Data names: blogno; words; smilies; exclamations; italiccaps; happysad; 89 300 1 9 19 h 156 124 0 0 0 h 574 42 0 1 0 h 166 108 1 1 0 h 389 51 1 2 0 h 422 83 1 0 0 h 556 34 0 0 0 h 446 126 1 2 0 h 653 900 1 9 38 h 275 370 0 6 0 h 371 161 1 0 0 h 465 215 0 1 0 h 637 457 0 10 21 h 3 223 3 4 1 h 351 296 0 12 1 h 167 252 0 2 1 h 52 180 0 1 0 h 649 862 0 34 10 h 631 399 1 8 42 h 64 22 1 2 0 h 55 57 1 0 0 h 237 453 0 32 16 h 236 49 1 3 2 h 298 186 1 2 2 h 20 115 2 1 0 h 643 174 0 3 0 s 186 23 1 0 1 s 316 166 0 0 1 s 90 74 0 0 0 s 161 105 3 3 14 s 115 76 2 2 3 s 439 131 0 1 0 s 522 370 0 3 8 s 202 70 1 1 3 s 8 360 1 15 1 s 381 1258 0 18 38 s 468 128 0 0 2 s 12 59 0 0 0 s 41 21 0 0 0 s 474 174 1 0 0 s 425 459 0 0 0 s 265 236 0 2 1 s 311 64 1 0 0 s 363 5734 0 3 2 s 518 310 0 0 1 s 579 181 1 0 0 s 497 81 0 0 0 s 416 414 0 1 0 s 385 59 0 0 0 s
OH ARE YOU READY FOR THIS?! This is intense, people.
First up: the results of the univariate procedures for each variable. These data are for the whole sample, remember.
Mean: 336.36 (standard deviation = 815.33)
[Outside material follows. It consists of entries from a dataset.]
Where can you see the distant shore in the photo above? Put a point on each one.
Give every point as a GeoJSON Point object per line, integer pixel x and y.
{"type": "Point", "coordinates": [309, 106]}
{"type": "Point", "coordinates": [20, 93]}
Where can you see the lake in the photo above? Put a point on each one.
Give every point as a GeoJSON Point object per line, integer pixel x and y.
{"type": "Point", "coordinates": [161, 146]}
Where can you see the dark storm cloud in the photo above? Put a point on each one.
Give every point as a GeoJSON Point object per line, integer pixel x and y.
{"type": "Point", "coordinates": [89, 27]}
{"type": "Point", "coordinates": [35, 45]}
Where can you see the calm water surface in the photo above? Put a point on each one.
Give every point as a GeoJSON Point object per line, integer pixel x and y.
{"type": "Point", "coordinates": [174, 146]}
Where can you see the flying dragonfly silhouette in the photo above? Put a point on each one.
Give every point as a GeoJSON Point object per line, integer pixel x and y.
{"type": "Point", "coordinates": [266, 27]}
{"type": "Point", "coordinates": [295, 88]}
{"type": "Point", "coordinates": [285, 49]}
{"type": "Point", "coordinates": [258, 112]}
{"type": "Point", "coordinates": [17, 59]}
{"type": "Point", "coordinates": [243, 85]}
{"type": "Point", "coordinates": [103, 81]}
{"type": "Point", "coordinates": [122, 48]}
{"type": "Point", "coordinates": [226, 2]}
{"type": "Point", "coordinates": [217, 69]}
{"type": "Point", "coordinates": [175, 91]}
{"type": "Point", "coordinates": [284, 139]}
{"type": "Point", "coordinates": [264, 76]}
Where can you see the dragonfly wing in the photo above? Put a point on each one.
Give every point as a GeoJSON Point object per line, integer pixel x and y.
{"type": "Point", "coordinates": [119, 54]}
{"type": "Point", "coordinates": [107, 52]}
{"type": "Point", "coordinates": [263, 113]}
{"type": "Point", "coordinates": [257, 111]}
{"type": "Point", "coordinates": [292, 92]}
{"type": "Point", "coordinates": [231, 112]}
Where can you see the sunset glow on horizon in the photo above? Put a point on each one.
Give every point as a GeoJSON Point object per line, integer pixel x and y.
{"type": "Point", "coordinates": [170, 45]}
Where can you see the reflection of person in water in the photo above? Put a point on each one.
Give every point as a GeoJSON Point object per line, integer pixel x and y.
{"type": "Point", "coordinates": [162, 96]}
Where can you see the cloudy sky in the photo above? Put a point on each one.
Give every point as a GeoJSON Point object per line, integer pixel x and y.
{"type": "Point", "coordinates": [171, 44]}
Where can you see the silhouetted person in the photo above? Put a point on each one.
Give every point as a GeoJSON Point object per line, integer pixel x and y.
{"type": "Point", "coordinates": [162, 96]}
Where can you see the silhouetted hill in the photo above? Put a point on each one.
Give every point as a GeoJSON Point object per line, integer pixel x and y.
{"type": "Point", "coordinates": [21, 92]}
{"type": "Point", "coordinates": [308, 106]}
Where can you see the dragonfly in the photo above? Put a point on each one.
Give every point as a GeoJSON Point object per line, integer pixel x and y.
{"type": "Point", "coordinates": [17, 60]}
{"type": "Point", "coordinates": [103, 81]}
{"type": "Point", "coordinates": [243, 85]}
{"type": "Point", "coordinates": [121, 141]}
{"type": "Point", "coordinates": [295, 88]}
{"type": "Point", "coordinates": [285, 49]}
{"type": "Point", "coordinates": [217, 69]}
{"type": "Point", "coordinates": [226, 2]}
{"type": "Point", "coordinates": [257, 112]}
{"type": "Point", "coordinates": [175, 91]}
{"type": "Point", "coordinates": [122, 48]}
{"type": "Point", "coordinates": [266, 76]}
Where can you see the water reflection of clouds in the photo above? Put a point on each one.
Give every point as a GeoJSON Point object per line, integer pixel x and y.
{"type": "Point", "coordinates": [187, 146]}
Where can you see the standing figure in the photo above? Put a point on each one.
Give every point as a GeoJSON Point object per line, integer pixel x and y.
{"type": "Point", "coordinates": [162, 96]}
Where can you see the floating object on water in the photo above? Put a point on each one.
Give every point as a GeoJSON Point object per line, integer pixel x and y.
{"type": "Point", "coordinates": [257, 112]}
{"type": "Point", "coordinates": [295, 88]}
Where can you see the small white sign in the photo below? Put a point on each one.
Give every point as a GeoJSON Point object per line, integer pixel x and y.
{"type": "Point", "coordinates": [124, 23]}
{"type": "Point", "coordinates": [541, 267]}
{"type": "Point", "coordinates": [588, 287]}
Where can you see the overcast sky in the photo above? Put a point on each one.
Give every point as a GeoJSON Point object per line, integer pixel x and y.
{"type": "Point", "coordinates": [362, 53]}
Mean: 0.56 (standard deviation = 0.76)
Mean: 3.88 (standard deviation = 7.26)
Maximum: 34 (thirty-four exclamation points in a single blog? Good lord)
Italicized and/or All Caps Words
Mean: 4.56 (standard deviation =10.17)
Second: t-test results!
Mean number of words in happy blogs: 242.6
Mean number of words in sad blogs: 430.12
Using –=.05, the results of the two-sample t-test showed that there was not a significant difference in the mean number of words in the two types of blogs. Though it sure looks like it from comparing the two, doesn’t it? That’s stats for ya.
Mean number of smilies in a happy blog: 0.68
Mean number of smilies in a sad blog: 0.44
Sorry guys, this one isn’t showing a significant difference in the means, either. I guess I’m pretty constant with my particulars in my blogs, regardless of how I’m feeling.
Mean number of exclamation points in a happy blog: 5.68
Mean number of exclamation points in a sad blog: 2.08
Ooh, we were pretty close on this one! When I saw this result I was tempted to raise my alpha level to .1, thus making this one statistically significant, but then I figured that would be data manipulation, so I didn’t do it. Praise me!
Italicized and/or All Caps words
Mean number of italicized and/or words in all caps in a happy blog: 6.12
Mean number of italicized and/or words in all caps in a sad blog: 3
You guessed it—the means are not statistically significantly different. Strange, huh?
Now you may be thinking I did all this for nothing. Quite the contrary! We’ve learned from a sample of 50 blogs that, according to the data, my happy and sad blogs do not differ in a statistically significant manner on four key points. I find that interesting, myself.
As for you, well…you’re probably nodding off right now, so I’ll stop here.
*Does not encompass all moods used for defining the categories. I could have gone through and listed them all, but I’m too lazy for that.